Кирилл Берендеев (род. 1974, Москва). Российский писатель, автор фантастических, детективных и прочих произведений. Окончил Московский институт радиотехники, электроники и автоматики. Редактор журнала фантастики «Астра-нова».

Рэндалл Гарретт (1927 – 1987). Американский писатель-фантаст. Участвовал во Второй мировой войне, после войны работал инженером-химиком. С 1957 года перешел на литературную деятельность. Лучшее, что написал Гарретт: цикл фэнтези-детективов о лорде Дарси.

Джон Гей (1685 – 1732). Английский поэт и драматург, автор басен, песен, пасторалей и комедий. Автор знаменитой «Оперы нищего» на музыку различных композиторов.

Таня Гринфельд (род. 1961, Тбилиси). С 1965 по 1996 проживала в Баку. Автор стихотворных циклов «Дневная звезда», «Золотой запас» и др. По профессии художник. С 1996 года живет в Израиле. Автор поэтических сборников «Квест» и «Предполагаемая переписка» и сборника рассказов «Эскиз».

Алексей Курилко (род. 1976, Киев). Киевский русскоязычный писатель, поэт, сатирик, ведущий актер театра-студии «Черный квадрат», режиссер, сценарист, радиоведущий, автор и исполнитель песен. Лауреат Русской (2009) и Гоголевской (2012) премий.

Ури Лифшиц. Живет в Тель-Авиве, пишет короткие рассказы, импровизирует в ансамбле «Ламабати», снимается в любительских фильмах, проводит мастер-классы, в свободное время увлекается ролевыми играми.

Уильям Чамберс Морроу (1854 – 1923). Американский писатель, известный, в основном, как автор коротких рассказов в жанре хоррор.

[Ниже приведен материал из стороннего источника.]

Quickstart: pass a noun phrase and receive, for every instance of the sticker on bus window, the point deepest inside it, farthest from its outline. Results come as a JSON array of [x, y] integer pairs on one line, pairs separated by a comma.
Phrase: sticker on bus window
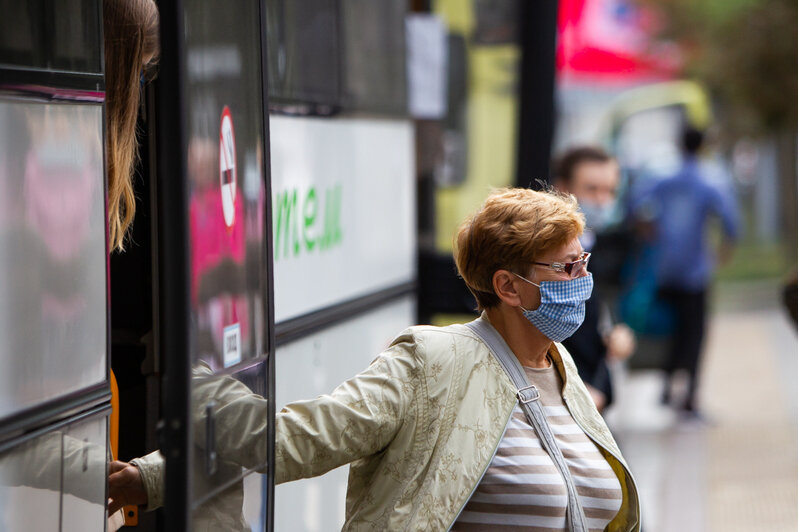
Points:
[[231, 345], [227, 167]]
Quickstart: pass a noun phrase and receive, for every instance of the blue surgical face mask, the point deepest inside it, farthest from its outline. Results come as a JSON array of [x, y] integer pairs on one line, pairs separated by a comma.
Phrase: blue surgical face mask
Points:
[[597, 217], [562, 306]]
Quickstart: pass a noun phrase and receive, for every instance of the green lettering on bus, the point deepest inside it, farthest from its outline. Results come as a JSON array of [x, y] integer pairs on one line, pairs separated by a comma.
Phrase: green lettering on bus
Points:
[[309, 210], [306, 223]]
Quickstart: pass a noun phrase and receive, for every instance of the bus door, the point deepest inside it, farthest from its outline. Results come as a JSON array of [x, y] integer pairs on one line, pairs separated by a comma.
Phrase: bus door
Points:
[[213, 265], [54, 380]]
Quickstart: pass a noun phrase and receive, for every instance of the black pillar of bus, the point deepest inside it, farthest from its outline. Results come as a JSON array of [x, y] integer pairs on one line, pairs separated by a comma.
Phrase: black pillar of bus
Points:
[[172, 264], [268, 260], [536, 117]]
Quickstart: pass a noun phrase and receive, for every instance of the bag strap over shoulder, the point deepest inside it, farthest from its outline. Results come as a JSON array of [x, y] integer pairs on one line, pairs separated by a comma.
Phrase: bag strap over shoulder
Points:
[[529, 399]]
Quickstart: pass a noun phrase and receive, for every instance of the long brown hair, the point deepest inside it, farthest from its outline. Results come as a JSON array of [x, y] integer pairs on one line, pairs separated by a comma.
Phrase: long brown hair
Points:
[[131, 37]]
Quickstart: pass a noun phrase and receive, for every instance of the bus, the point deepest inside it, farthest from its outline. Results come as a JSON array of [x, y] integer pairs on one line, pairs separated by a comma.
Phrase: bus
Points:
[[282, 215], [275, 235]]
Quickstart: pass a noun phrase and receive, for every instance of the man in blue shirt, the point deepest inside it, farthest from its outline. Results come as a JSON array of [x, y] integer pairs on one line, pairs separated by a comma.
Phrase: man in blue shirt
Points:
[[681, 207]]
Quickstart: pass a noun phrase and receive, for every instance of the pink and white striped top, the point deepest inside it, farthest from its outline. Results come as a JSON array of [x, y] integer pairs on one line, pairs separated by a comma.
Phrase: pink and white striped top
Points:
[[522, 488]]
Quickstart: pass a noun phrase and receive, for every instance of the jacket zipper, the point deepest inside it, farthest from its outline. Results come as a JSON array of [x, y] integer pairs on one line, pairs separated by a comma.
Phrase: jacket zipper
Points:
[[626, 469], [492, 456]]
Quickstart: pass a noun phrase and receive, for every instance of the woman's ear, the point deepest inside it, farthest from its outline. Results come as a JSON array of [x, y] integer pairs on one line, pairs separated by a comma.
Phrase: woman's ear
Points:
[[504, 286]]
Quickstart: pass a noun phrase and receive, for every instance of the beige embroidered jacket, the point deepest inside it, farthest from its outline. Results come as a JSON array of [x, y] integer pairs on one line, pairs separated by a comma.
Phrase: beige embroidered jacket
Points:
[[419, 426]]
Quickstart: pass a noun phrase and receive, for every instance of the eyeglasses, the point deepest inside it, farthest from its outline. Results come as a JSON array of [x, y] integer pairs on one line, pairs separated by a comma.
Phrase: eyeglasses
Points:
[[572, 269]]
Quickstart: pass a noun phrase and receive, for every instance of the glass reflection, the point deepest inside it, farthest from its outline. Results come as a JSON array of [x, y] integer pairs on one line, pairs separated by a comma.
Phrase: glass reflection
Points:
[[30, 483], [61, 470], [85, 452], [52, 252], [224, 162]]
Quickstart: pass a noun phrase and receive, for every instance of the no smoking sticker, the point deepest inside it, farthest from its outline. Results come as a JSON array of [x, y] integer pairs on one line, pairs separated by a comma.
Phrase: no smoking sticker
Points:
[[227, 167]]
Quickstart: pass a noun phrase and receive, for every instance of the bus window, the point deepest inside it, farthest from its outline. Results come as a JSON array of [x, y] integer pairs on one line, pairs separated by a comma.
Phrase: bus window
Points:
[[303, 54], [52, 35], [374, 56], [52, 252]]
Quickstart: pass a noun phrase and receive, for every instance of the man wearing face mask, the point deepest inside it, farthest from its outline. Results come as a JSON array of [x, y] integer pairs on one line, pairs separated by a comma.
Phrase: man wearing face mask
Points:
[[592, 176]]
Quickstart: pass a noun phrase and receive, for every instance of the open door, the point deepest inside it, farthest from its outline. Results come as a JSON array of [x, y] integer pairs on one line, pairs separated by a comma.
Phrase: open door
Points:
[[214, 259]]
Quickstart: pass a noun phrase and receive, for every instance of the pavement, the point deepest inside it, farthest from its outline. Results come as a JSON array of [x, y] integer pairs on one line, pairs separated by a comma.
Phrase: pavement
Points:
[[736, 469]]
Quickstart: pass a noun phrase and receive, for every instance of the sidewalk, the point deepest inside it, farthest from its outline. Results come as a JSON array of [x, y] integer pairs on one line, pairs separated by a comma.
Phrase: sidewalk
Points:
[[740, 471]]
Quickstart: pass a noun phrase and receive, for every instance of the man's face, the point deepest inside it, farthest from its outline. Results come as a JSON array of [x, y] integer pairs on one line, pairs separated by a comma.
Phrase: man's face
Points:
[[595, 182]]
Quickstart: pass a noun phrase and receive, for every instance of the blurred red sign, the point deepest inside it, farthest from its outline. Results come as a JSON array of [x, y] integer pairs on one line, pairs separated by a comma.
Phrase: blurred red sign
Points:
[[611, 41]]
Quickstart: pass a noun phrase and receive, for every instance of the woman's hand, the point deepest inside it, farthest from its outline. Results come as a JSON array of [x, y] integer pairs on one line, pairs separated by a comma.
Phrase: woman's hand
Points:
[[125, 486]]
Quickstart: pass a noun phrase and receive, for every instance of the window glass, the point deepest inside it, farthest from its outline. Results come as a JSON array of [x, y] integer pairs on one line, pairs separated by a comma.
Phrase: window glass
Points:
[[51, 34], [374, 55], [52, 252], [304, 52], [84, 473], [30, 485], [226, 209]]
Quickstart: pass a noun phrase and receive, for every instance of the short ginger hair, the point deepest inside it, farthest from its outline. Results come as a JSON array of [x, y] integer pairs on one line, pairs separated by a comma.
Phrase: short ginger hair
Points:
[[512, 229]]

Марк Полыковский. Родился в Петрозаводске (Карелия), с 1991 года проживает в Израиле. Окончил физико-математический факультет Петрозаводского университета и Институт патентоведения в Москве. Занимался научными исследованиями в области промышленной акустики, заведовал патентным отделом Карельского филиала Академии Наук. В Израиле преподавал математику и физику в технологическом колледже. Автор ряда публикаций в различных периодических изданиях и нескольких сборников стихов и стихотворных переводов. Литературный редактор издающегося в Ашдоде (Израиль) журнала «Начало».

Джонатан Свифт (1667 – 1745). Англо-ирландский писатель-сатирик, публицист, философ, поэт и общественный деятель. Наиболее известен как автор знаменитой фантастической тетралогии «Путешествия Гулливера». Жил в Дублине, гле служил настоятелем собора св. Патрика. Энергично защищал права простых ирландцев.

Анна Степанская (псевдоним). Репатриировалась в Израиль из Украины в 1992 году. По профессии педагог, автор многих статей по вопросам педагогики и возрастной психологии, печатавшихся в израильских и зарубежных изданиях. Рассказы печатались в израильской периодике. Повесть «Плут» – в литературном альманахе «Слова» (Чикаго – Москва).

Андрей Танасейчук (род. 1958, Урал). Окончил факультет иностранных языков Мордовского госуниверситета им. Н. П. Огарева (1980). Работает в МГУ им. Н. П. Огарева. Кандидат филологических наук (1989). Доктор культурологии (2009), профессор кафедры русской и зарубежной литературы. Автор более 200 научных и научно-популярных работ, в том числе восьми монографий.

Сергей Хазанов. Вырос в Москве, окончил МГУ, работал в различных изданиях, в том числе, в журнале «Крокодил». С 1989 года живет в Швейцарии. Более ста рассказов и стихотворений опубликовно в журналах «Москва», «Дружба народов», «Юность», «Огонек» и др. С 1999 года пишет прозу по-французски.

Леонид Шифман (род. 1950, Ленинград). С 1990 года проживает в Израиле. По образованию программист. По мировоззрению не совсем. В прошлом веке умирал от скуки, работая программистом. В этом веке умирает со смеху, вспоминая прошлый век. А когда не вспоминает, что-нибудь выдумывает. Так рождаются рассказы.

Томас Элиот (1888 – 1965). Американо-английский поэт, драматург и литературный критик, представитель модернизма в поэзии. Родился в США, в 1914 году переселился в Европу. Центральной темой в его творчестве стал кризис духа. Лауреат Нобелевской премии по литературе за 1948 год.